-----------------------------------------------------------
This is an automatically generated e-mail. To reply, visit:
http://review.cloudera.org/r/1087/
-----------------------------------------------------------
(Updated 2010-10-25 23:25:36.390570)
Review request for hbase and stack.
Changes
-------
So, a few things extra after digging in w/ Jon.
1. A watch was not being called on .META. move because it was not being set; in
MetaNodeTracker we were not calling the super inside in nodeDeleted to reset
the watch (in rolling restart, only a few servers would actually experience a
moved .META. sensation and it was these that were hanging up.. Others when
they came up would see .META. in its new location)
2. We were not assigning out .META. if master had trouble reaching meta before
it saw server expired.
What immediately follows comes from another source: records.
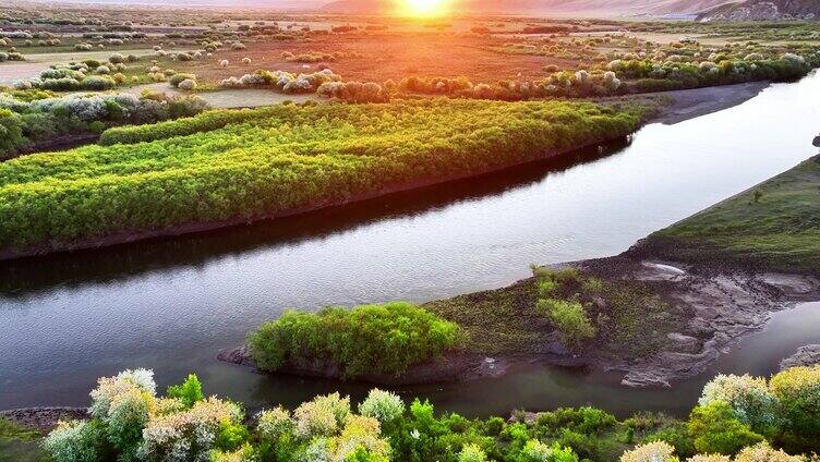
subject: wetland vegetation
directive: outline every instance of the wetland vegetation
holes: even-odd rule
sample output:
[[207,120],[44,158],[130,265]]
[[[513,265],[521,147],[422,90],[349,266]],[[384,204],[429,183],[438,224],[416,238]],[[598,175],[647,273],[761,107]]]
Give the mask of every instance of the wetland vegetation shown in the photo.
[[[755,2],[738,8],[755,7],[747,3]],[[631,139],[671,108],[697,115],[697,95],[712,95],[701,89],[732,96],[743,92],[731,85],[795,82],[820,66],[808,13],[575,20],[445,14],[445,7],[411,1],[384,15],[0,5],[0,257],[25,264],[12,259],[253,221],[275,229],[286,216],[454,180],[492,181],[482,175],[579,148],[601,159],[603,145]],[[208,101],[229,92],[231,108],[212,109]],[[731,137],[732,126],[725,132]],[[813,157],[620,255],[535,262],[531,277],[505,288],[417,303],[274,309],[257,316],[246,345],[220,358],[252,365],[263,379],[289,374],[399,391],[558,365],[674,393],[771,313],[820,299],[819,191]],[[574,211],[551,219],[571,220]],[[453,227],[470,244],[470,230]],[[360,245],[366,259],[367,242]],[[4,301],[21,291],[11,285]],[[124,316],[141,307],[126,306],[133,312]],[[57,350],[47,340],[44,348]],[[84,341],[77,336],[71,348]],[[25,368],[35,375],[40,366]],[[771,377],[718,375],[677,417],[551,402],[477,417],[378,389],[359,403],[337,391],[292,409],[249,410],[212,396],[194,374],[157,389],[152,370],[133,368],[100,378],[87,412],[2,412],[0,461],[808,462],[820,452],[815,364]]]

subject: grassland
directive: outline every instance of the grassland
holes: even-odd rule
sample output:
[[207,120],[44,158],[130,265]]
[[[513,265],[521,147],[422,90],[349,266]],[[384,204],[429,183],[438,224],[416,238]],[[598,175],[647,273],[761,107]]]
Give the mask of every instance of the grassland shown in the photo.
[[0,417],[0,462],[34,462],[45,455],[39,449],[39,431]]
[[347,203],[622,137],[643,110],[446,99],[284,105],[123,129],[104,139],[153,141],[0,165],[0,246],[53,250]]
[[641,248],[678,262],[820,273],[820,158],[650,235]]

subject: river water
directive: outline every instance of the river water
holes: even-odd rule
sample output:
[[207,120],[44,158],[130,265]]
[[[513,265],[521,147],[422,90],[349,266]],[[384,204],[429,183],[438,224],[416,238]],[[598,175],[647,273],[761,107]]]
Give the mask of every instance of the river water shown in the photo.
[[[618,254],[811,156],[818,121],[815,74],[713,114],[648,125],[604,153],[290,219],[3,263],[0,409],[84,405],[97,377],[126,367],[153,368],[160,385],[195,372],[206,392],[251,408],[336,389],[360,397],[367,386],[265,377],[214,357],[286,307],[423,302],[503,287],[528,276],[530,263]],[[776,315],[755,337],[763,340],[745,341],[709,374],[774,370],[807,339],[820,342],[818,308]],[[618,379],[540,367],[398,391],[470,415],[583,403],[679,414],[708,375],[671,390],[626,389]]]

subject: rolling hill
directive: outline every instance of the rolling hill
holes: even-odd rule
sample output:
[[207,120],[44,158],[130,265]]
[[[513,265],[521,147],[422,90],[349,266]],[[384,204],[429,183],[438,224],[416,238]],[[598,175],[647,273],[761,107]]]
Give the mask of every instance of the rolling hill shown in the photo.
[[709,10],[700,21],[820,20],[818,0],[746,0]]
[[[519,14],[605,14],[664,15],[697,14],[725,4],[727,0],[457,0],[463,12]],[[389,11],[390,0],[337,0],[323,7],[335,13],[377,13]]]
In the case where we'd trouble contacting meta before
we saw its server expire, we'd reset in the catalog tracker its location. We
were using catalog tracker to determine which server was hosting meta. We use
a different technique now.
Summary
-------
Adds new handling of the timeouts for PENDING_OPEN and PENDING_CLOSE in-memory
master RIT states.
Adds some new broken RIT states into TestMasterFailover.
Some of these broken states don't seem possible to me but as long as we aren't
breaking the existing behaviors and tests I think it's okay if we handle odd
cases that can be mocked. Who knows what will happen in the real world.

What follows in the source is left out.